By the end, Neddy has been exposed as an alcoholic, a philanderer, and a spendthrift whose financial ruin has destroyed his family and left him friendless and locked out of his suburban paradise.

Like the Lucinda River, alcoholism runs like a subterranean stream in a number of Cheever stories, such as “Reunion” and the novel Falconer. But seldom has the psychological dissolution it unleashes been rendered with such irony and phantasmagorical brilliance as in “The Swimmer.”

Cheever shared far more than a thirst for liquor and an equally desperate quest for grace with Fitzgerald: Both also have tempted filmmakers to create on-screen visual counterparts to prose whose shimmering effects are felt primarily in the imagination.

So it was with The Great Gatsby, and so it was in the late Sixties when the husband-and-wife screenwriter-director team of Eleanor and Frank Perry tried to adapt Cheever’s tale of altered consciousness. 

Frank Perry was fired midway through, and even a young Sydney Pollack, hired to complete filming, couldn’t steady a production that had become as uncertain as Neddy’s nautical journey home.

Despite a pleasant on-location experience in Westport, CT (where Cheever made a cameo appearance at a poolside cocktail party, where, Neddy-like, he marveled at a “terrific 18-year-old dish”), the author loathed the finished product of the troubled production. (I’ll have to wait till the next time it comes on TCM to assess the merits of his complaints.)

In a way, Cheever is the missing link between F. Scott Fitzgerald and Mad Men (just a few of the many literary references on the late, great series examined in Jenny Tighe's post on the "Bloomsbury Literary Studies" blog).
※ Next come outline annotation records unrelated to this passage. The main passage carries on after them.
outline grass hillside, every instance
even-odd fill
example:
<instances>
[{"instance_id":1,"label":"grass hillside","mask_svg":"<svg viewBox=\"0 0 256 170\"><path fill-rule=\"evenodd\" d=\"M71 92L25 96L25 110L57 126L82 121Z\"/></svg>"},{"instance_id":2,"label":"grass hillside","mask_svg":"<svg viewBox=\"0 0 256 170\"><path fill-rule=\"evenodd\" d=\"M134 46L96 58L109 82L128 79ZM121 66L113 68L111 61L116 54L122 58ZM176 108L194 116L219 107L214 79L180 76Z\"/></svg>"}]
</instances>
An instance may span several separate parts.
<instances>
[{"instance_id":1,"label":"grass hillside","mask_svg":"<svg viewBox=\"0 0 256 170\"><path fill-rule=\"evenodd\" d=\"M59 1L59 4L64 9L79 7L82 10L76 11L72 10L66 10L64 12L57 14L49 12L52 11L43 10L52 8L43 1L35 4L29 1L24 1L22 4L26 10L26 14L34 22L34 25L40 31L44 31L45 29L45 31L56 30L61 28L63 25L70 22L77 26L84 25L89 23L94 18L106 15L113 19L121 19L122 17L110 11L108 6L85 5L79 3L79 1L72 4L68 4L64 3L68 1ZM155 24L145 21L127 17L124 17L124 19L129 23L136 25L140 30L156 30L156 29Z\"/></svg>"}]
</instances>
It’s apparent symbolically even in the opening credits of the classic AMC series, in the vertiginous fall suffered by its main character.  

Mad Men’s showrunner, Matthew Weiner, took his time (seven seasons) showing how ad man Don Draper hit rock bottom, just as Fitzgerald took an entire novel to detail the warped promise of its once-dazzling protagonist, psychiatrist Dick Diver.

In contrast, Cheever compressed the story of Neddy Merrill, but the result is the same in all three cases: men fooled by the shimmering surface of the American Dream, with not enough intestinal fortitude to survive the loss of their illusions.